Unleashing the Legends – Chuck Norris Facts
Chuck Norris can divide by zero.
Chuck Norris can talk with his fists.
Chuck Norris can kill two stones with one bird.
Chuck Norris doesn’t wear a watch, he decides what time it is.
Chuck Norris can do a wheelie on a unicycle.
Chuck Norris can build a snowman out of rain.
Chuck Norris can hear sign language.
Chuck Norris can slam a revolving door.
Chuck Norris can unscramble scrambled eggs.
Chuck Norris doesn’t age, he levels up.
Chuck Norris can make onions cry.
Chuck Norris once kicked a horse in the chin. Its descendants are known today as giraffes.
Chuck Norris won a staring contest with the Sun.
Chuck Norris can delete the Recycling Bin.
Chuck Norris can kill two stones with no birds.
Chuck Norris can speak Braille.
Chuck Norris can solve a Rubik’s Cube in one move.
Chuck Norris can strangle you with a cordless phone.
Chuck Norris counted to infinity. Twice.
Chuck Norris can hold his breath for ten years.
Chuck Norris can play the violin with a piano.
Chuck Norris can start a fire by rubbing two ice cubes together.
Chuck Norris can cut a knife with butter.
Chuck Norris can hear what you’re thinking… about him.
Chuck Norris can kill you with a thought. He chooses not to out of mercy.
Chuck Norris can drown a fish.
Chuck Norris can tie his shoes with his feet.
Unleashing the Legends – Chuck Norris Facts part 2
Chuck Norris can lift a house by its doorknob.
Chuck Norris can bite a grape and turn it into a raisin.
Chuck Norris can drink water and think it’s lemonade.
Chuck Norris can make a snowman out of sand.
Chuck Norris can start a fire by rubbing two icebergs together.
Chuck Norris once shot down a German fighter plane with his finger. By yelling Bang!

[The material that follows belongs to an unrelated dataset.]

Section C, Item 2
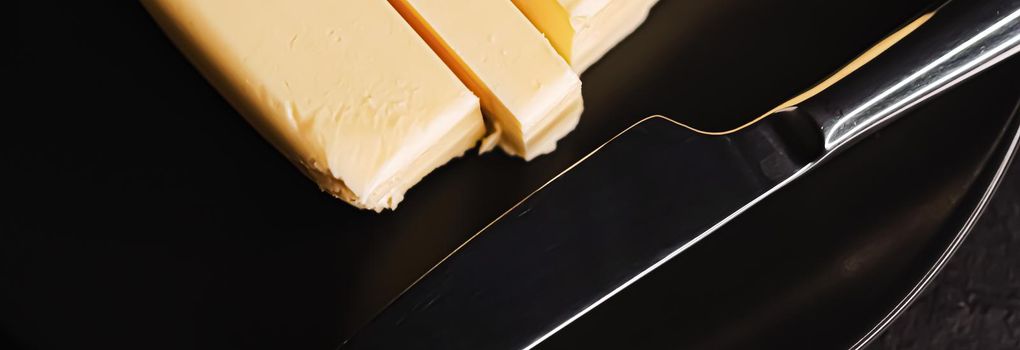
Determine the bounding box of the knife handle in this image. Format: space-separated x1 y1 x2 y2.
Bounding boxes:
798 0 1020 152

Chuck Norris can win a game of Connect Four in three moves.
Chuck Norris can bake cookies in his armpits.
Chuck Norris doesn’t need a spoon to eat soup. He eats it directly from the bowl.
Chuck Norris can slam a revolving door.
Chuck Norris can whistle in four different languages.
Chuck Norris can write a book, lock it in a safe, and throw away the key.
Chuck Norris can roundhouse kick you in the back of your face.
Chuck Norris can make a snow angel in cement.
Chuck Norris beat the sun in a staring contest.
Chuck Norris can strangle you with a wireless mouse.
Chuck Norris can make onions cry tears of joy.
Chuck Norris can hear silent movie dialogue.